We stood by the highway for what could have been hours, and no traffic passed us by. There was no one in the world but us. The sky was ours; luminescent bands of the galaxy's arms were thrown across the heavens like the crashing waves at night. The stars sparked at us, like signals, like codes, like when you've got your flashlight pointed out on the water at just the right angle. Occasionally, stars fell across the sky, streaking tails behind them with colors shifting through the entire spectrum: blue, green, yellow, orange, red.
"I remember this," she said, breathless. "This is something that's never changed, something I don't think I could ever forget."
"It's amazing," I agreed.
"It's more than amazing," she countered. "Someday we'll be out there, moving around limitlessly, exploring, discovering. Dreaming."
I checked my watch again, wondering when the research agent was going to arrive. I assumed that he wouldn't be driving and that he'd come out of the main entrance and signal me when he was ready to talk. I didn't ask the woman on the phone how he was going to arrive, or how he'd leave, or how he'd know what I looked like; I just did as he had instructed during the phone call earlier and waited at the corner just across the street. She hadn't told me not to bring anyone along, and Janine had been my ride, anyway, although I was making her stay outside of the parking deck. I was worried about her safety, regardless of her desire to accompany me into the structure, but it was too late to send her back alone.
If he showed up, he was going to be late. We'd arrived with time to spare, but had been waiting for almost an hour.
"Do you think we'll have to wait much longer?" Janine asked.
"No," I said. "It's too dangerous. I'm not standing around here all night, putting you in danger, and I'm sure as hell not doing so with the possibility of compromising the little bit of information that we've already obtained that may give us a lead in tracking her down just to get a little bit more. If he's not in the parking deck within the next ten minutes, we're leaving."
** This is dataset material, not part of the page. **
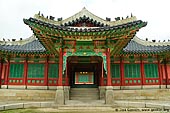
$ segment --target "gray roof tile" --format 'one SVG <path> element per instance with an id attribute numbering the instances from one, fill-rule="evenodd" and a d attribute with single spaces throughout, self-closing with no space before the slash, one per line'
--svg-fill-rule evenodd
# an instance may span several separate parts
<path id="1" fill-rule="evenodd" d="M 45 52 L 44 46 L 38 41 L 33 40 L 32 42 L 24 45 L 0 45 L 0 50 L 8 52 Z"/>
<path id="2" fill-rule="evenodd" d="M 164 51 L 170 51 L 170 46 L 145 46 L 134 40 L 131 40 L 127 46 L 123 48 L 123 52 L 125 53 L 159 53 Z"/>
The suggestion that we could have been in danger seemed to resonate with her. Maybe it was foolish of me to bring her along, to allow her to come, without proper regard for her safety. We were dealing with people that we didn't know. I had no ideas what their true intentions were, but I felt that I had no choice but to trust the leads the informant had given me. In my rush to get things moving, I'd possible put Janine in harm's way. I kicked myself, making a mental note to be more cautious in the future.